Dina fundou o Duo de Piano Yadaïn para promover uma mensagem de diálogo e respeito entre as culturas judaica e muçulmana. Ansiosa por derrubar o muro entre o palco e o público, Dina faz dos seus concertos um momento de convívio, troca e partilha, apresentando ela própria os seus recitais. Esta preocupação em renovar as formas clássicas de concertos levou-a a criar o Concerto à la carte, durante o qual o público participa plenamente no espectáculo.

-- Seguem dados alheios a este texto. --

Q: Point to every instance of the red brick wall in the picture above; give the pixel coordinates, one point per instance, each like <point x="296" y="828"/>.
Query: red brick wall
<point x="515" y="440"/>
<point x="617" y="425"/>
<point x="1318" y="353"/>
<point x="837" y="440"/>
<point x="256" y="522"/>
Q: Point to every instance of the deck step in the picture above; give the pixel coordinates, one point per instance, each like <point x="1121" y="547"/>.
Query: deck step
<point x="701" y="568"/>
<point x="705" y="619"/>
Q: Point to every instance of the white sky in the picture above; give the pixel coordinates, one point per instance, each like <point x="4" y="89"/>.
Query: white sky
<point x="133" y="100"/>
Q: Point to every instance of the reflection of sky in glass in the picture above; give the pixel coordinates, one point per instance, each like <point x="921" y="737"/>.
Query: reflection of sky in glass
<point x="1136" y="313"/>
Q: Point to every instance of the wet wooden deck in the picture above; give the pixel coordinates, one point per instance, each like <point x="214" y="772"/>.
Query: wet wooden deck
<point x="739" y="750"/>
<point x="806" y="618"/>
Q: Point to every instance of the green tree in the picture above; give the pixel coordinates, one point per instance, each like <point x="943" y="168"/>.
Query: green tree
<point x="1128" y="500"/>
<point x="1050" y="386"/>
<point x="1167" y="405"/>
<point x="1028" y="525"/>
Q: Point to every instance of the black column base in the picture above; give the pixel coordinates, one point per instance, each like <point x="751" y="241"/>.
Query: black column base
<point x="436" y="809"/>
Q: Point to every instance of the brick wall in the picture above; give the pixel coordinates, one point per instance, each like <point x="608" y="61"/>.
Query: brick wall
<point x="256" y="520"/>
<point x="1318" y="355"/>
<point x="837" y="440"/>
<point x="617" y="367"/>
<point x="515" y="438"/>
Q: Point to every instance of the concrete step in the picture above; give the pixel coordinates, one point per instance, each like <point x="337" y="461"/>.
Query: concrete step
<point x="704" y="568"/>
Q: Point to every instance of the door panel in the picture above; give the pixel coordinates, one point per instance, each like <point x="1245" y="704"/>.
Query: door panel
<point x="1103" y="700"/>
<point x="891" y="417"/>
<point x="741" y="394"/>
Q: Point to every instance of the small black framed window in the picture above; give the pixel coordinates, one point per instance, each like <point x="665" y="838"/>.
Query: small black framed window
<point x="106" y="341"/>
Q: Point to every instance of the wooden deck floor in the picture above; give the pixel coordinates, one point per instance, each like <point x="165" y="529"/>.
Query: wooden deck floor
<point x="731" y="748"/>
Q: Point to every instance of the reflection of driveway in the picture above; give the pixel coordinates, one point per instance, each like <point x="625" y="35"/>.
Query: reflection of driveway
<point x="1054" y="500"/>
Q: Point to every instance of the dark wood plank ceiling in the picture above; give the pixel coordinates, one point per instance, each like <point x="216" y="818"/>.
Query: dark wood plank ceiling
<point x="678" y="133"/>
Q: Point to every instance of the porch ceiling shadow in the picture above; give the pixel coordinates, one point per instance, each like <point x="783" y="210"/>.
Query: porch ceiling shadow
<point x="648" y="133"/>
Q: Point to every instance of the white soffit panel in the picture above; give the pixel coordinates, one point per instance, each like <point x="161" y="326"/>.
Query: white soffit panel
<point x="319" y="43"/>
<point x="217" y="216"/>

Nascida em Rabat (Marrocos), Dina Bensaïd iniciou os seus estudos de piano aos 4 anos de idade em Casablanca. Incentivada por Jacques Rouvier, Dina mudou-se para Paris, onde estudou no Conservatoire National Supérieur de Musique et de Danse de Paris na classe de piano de Georges Pludermarcher e Claire Désert, depois com Franck Braley e Haruko Ueda.
Durante as masterclasses, foi aconselhada por Pascal Devoyon, Dominique Merlet e Dimitri Bashkirov. Também estudou condução com Nicolas Brochot. Dina Bensaïd recebeu os Primeiros Prémios em numerosos concursos internacionais, e é a primeira marroquina a ser selecionada para participar no Concurso de Música Rainha Elisabeth da Bélgica.
Desde 2016, Dina é apoiada pela ADAMI e pela Fondation Safran pour la culture, é Diretora Artística do Festival Printemps Musical des Alizés e Diretora Geral da Fondation Ténor pour la Culture.